Citica karma? I think not. :clover:


----------



## Solid Action (May 21, 2004)

I have the older Citica, I think it is the 100 DSV. I also own the new Curado and a Cronarch. The little Citica is my go to reel. The new Curado is my backup and the most expensive reel I own, the Cronarch, is used by guests. The Citica that I have outcasts the other reels mentioned. Can't be the break system, as I have all of the breaks off on all of my reels.


----------



## Puma (Jun 16, 2009)

Fishin Fast said:


> Also I dont know why this is but noone seems to try the round shimanos. I just purchased a Calcutta TE 200 GT and it is the most solid feeling bad *** reel Ive ever used. This is the longest casting and smoothest reeling sum*****!! Its bombproof feeling and I feel like this reel will easily last decades of beatings. This it the reel I will buy from now on.
> 
> I have owned:
> Citicas
> ...


Thats what I got!!!!!!!!!!! Yeah, its a little heavy, but it is smooth. I got 14lb fusion braid on it with a 15lb floro leader. Ready to go!!!!!!!


----------



## netboy (Dec 12, 2006)

I am retired and usually fish 5 to 6 days a week. I alternate between 2 Citica 100DSV's and IMHO they are hard to beat. I had an older green Curado and I think the Citicas cast just as far.


----------



## fishin styx (Jun 30, 2009)

netboy said:


> I am retired and usually fish 5 to 6 days a week.

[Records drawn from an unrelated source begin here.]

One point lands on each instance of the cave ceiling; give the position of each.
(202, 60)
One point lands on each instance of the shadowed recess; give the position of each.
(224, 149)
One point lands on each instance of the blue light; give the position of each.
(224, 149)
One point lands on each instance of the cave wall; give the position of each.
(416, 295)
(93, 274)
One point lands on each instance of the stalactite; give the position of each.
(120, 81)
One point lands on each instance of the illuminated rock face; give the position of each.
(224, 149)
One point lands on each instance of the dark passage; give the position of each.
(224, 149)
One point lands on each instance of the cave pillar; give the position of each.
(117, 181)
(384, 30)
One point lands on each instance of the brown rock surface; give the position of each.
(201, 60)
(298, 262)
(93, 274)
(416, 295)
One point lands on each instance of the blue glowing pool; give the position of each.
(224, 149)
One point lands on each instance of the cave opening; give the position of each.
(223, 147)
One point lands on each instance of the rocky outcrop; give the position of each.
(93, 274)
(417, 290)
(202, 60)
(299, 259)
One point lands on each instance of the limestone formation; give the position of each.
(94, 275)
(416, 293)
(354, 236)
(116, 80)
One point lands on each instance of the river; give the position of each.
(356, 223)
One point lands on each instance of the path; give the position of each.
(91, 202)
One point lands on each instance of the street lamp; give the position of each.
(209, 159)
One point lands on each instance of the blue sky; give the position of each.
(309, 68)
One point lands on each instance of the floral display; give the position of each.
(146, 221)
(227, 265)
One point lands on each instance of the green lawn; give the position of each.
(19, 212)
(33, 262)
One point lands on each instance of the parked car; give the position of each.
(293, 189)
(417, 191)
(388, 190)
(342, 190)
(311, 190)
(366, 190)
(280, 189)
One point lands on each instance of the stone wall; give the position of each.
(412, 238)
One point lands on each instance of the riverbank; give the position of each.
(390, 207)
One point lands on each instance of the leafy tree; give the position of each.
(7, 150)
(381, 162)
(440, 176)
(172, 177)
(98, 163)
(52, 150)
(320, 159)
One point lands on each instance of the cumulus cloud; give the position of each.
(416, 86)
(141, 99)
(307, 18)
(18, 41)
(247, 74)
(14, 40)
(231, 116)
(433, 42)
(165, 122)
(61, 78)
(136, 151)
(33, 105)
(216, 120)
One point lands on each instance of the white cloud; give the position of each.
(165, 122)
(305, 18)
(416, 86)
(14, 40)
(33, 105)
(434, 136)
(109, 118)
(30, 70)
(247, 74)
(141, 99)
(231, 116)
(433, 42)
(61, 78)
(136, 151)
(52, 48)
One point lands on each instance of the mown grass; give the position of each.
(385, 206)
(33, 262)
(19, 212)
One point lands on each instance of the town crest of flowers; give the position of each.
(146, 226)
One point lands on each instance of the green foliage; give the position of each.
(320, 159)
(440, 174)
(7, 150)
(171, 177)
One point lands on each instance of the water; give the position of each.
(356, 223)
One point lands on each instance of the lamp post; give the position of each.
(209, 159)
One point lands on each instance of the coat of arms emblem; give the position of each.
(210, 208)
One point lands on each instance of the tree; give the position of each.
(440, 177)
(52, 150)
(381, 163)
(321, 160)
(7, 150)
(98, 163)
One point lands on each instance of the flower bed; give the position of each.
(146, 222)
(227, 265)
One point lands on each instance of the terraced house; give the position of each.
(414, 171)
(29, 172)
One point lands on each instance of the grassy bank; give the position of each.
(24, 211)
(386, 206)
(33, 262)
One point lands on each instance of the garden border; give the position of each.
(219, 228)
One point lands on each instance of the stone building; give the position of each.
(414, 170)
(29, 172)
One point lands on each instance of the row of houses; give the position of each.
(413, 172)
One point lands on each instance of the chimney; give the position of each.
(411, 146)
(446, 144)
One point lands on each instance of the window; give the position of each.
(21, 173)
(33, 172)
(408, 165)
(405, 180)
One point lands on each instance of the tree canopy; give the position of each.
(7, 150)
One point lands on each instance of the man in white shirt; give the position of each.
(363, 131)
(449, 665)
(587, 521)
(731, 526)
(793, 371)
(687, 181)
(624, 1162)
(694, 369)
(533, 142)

I alternate between 2 Citica 100DSV's and IMHO they are hard to beat. I had an older green Curado and I think the Citicas cast just as far.


First off, what is this "retired" thing I keep hearing so much about? Sounds like a good deal.
My tournament partner fishes all Curados and I was casting as far as he was even from the back of the boat. I said it was the rod and he reminded me that I'd built all of his.

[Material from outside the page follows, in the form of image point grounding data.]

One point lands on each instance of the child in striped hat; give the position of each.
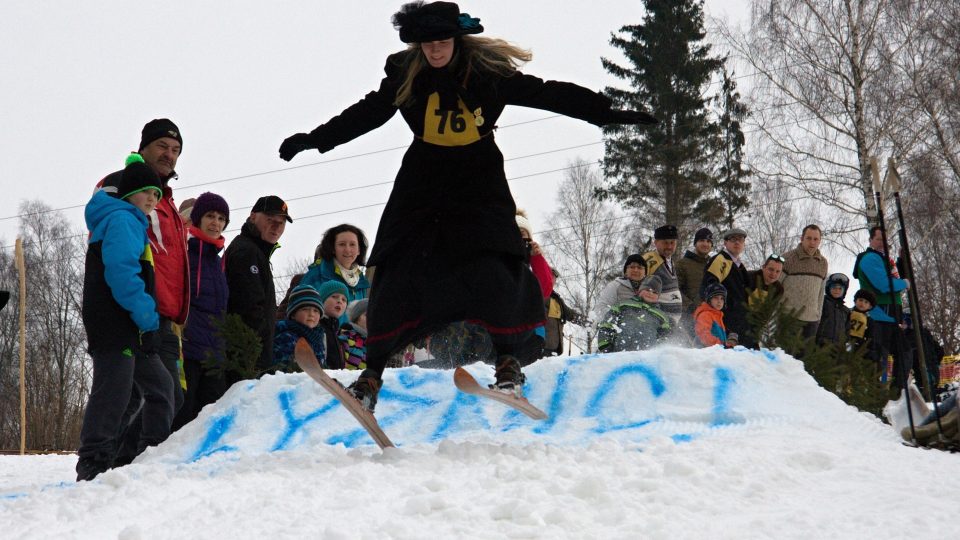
(304, 312)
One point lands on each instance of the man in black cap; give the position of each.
(660, 264)
(249, 275)
(728, 270)
(160, 146)
(690, 274)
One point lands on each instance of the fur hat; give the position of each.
(272, 205)
(356, 308)
(653, 283)
(137, 176)
(635, 258)
(209, 202)
(185, 207)
(331, 287)
(159, 128)
(867, 295)
(302, 296)
(730, 233)
(703, 234)
(665, 232)
(419, 22)
(837, 279)
(523, 223)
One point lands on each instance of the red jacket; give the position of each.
(709, 325)
(168, 241)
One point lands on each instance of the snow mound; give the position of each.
(681, 394)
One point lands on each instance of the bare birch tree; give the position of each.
(586, 240)
(820, 100)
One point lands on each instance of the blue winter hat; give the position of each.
(331, 287)
(304, 296)
(209, 202)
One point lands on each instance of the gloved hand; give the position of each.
(149, 342)
(295, 144)
(620, 116)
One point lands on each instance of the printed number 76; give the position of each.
(457, 123)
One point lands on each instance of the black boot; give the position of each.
(365, 389)
(510, 377)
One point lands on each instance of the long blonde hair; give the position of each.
(488, 54)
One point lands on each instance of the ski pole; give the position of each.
(913, 296)
(897, 338)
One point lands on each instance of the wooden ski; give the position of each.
(467, 384)
(307, 361)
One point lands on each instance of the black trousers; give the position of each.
(115, 373)
(169, 354)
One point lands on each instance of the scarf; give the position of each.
(350, 275)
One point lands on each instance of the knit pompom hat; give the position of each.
(137, 176)
(209, 202)
(331, 287)
(303, 296)
(867, 295)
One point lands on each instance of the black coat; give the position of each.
(451, 206)
(463, 200)
(720, 269)
(834, 320)
(250, 282)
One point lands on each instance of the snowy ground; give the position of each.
(670, 443)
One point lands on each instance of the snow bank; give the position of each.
(669, 443)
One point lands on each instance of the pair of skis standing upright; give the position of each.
(892, 182)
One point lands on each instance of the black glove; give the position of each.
(295, 144)
(619, 116)
(149, 342)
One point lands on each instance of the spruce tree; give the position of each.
(732, 185)
(667, 171)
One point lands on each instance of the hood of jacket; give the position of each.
(102, 208)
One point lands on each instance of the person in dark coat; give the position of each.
(728, 270)
(250, 276)
(208, 217)
(447, 247)
(835, 316)
(304, 311)
(119, 310)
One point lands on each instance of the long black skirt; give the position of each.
(417, 294)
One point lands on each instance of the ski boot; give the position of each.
(89, 468)
(365, 389)
(510, 377)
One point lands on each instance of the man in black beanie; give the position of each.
(660, 264)
(690, 269)
(160, 146)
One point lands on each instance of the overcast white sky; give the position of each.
(80, 79)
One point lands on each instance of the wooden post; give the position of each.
(21, 269)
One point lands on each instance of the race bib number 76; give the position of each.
(448, 128)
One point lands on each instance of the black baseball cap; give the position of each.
(273, 205)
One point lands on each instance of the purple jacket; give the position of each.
(208, 297)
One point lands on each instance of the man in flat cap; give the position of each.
(660, 264)
(250, 276)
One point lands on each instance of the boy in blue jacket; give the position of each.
(120, 317)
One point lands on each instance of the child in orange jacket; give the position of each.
(709, 318)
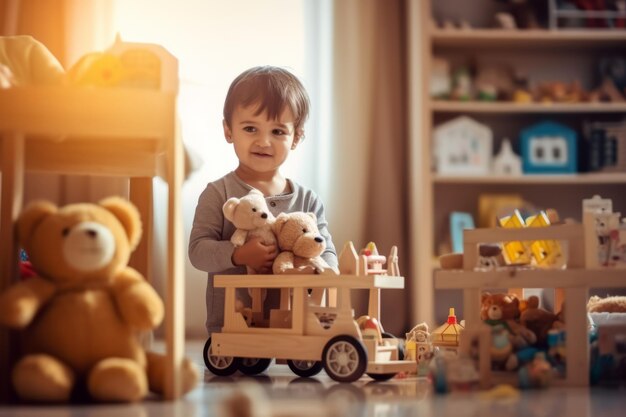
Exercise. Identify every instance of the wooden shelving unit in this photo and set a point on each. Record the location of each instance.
(559, 55)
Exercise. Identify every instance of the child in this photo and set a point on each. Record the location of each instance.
(264, 115)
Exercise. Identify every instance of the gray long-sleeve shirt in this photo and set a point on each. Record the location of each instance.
(210, 249)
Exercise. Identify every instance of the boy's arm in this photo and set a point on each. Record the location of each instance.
(330, 254)
(207, 250)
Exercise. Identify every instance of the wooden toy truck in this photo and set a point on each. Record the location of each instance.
(307, 334)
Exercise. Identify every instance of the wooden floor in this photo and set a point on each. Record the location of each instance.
(278, 392)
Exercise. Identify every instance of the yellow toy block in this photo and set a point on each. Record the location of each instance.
(515, 252)
(546, 253)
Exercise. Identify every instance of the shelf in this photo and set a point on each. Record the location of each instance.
(563, 278)
(509, 107)
(536, 38)
(573, 179)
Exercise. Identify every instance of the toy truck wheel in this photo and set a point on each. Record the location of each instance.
(381, 377)
(305, 369)
(344, 358)
(253, 366)
(219, 365)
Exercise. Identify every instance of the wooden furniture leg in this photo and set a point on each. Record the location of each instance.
(12, 164)
(141, 192)
(174, 313)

But really, how can I get in on this retired thing?


----------



## netboy (Dec 12, 2006)

fishin styx said:


> But really, how can I get in on this retired thing?


Just keep on working and saving and it will happen before you know it:bounce:


----------



## Bantam1 (Jun 26, 2007)

Unless Obama taps into our retirement to pay for the new healthcare like he proposed... 

Sorry that was out of line :smile:


----------



## fishin styx (Jun 30, 2009)

Bantam1 said:


> Sorry that was out of line :smile:


Not at all.

Got a new Shimano sticker on the back glass of the truck and on the boat.


----------



## Hook 'Em!!! (Jun 2, 2009)

I have a Citica and my friend just bought a Curado. I can definitely tell the difference. The Curado cast and retrieves better. Saying that, the Citica is still a very good reel and you just have to decide how much money you want to spend. Sometimes _good enough_ really is _good enough_!!!


----------